To become familiar with the software package R.

Why should we care about R?

R gives us an enormous advantage over people who learned about and performed statistical analyses back in the pre-computer days. It allows us to avoid the drudgery of long, arithmetical calculations in favor of understanding concepts and analyzing data.There is also a large body of researchers which add to R constantly – they write R packages which you can then use to apply their cutting edge results to your own problems. With this in mind, it’s obvious that R is a great choice for a long term tool for statistical analysis.

Questions:

Data analysis tip: It is common for some data to be missing on a file. Unfortunately, there is no universally accepted way of representing missing values. R typically uses "NA" for not available, but the data may not have been originally encoded in R. Some data producers, like federal agencies, use extreme values of a variable (e.g., -99) to indicate missing values. Using extreme values is bad practice: how does the user know if the value is an actual value or if it is a dummy for missingness?

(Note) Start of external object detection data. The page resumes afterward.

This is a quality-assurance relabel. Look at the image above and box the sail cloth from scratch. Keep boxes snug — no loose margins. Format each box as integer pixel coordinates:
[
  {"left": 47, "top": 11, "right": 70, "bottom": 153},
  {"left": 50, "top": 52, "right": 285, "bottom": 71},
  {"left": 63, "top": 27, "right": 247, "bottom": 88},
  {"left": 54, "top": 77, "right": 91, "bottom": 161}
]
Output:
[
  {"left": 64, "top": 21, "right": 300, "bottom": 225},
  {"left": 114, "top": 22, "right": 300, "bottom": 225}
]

When you get a data set from someone, learn how they code missing data before doing any further analyses.

1.) What type of study is this?

2.) How is missing data encoded in this dataset?

3.) True or false: There are more than ten CEOs whose values of total compensation are missing in the data file.

4.) What is the graduate degree of the CEO with the highest total compensation?

5.) What is the industry of the CEO with the highest total compensation? What is the industry of the CEO with the lowest total compensation?

6.) Which industry type has the highest average CEO total compensation?

7.) Highest attained educational degree is in the variable "Grad degree". Which degree has the highest total compensation: MBA (business), JD (law), MD (physician), PhD, or no graduate degree? Use highest average total compensation as your criterion, and choose only from these categories.

8.) I have provided you with code that creates side by side boxplots of total compensation by industry. Modify this code to give side by side boxplots by graduate degree. Then use these side by side boxplots to compare and contrast the distribution of total compensations for different graduate degrees. In order to see what’s happening, choose an appropriate range for this plot.

9.) What Causal claims can we make about total compensation and graduate degree?

10.) Explore the data to answer at least one question that interests you.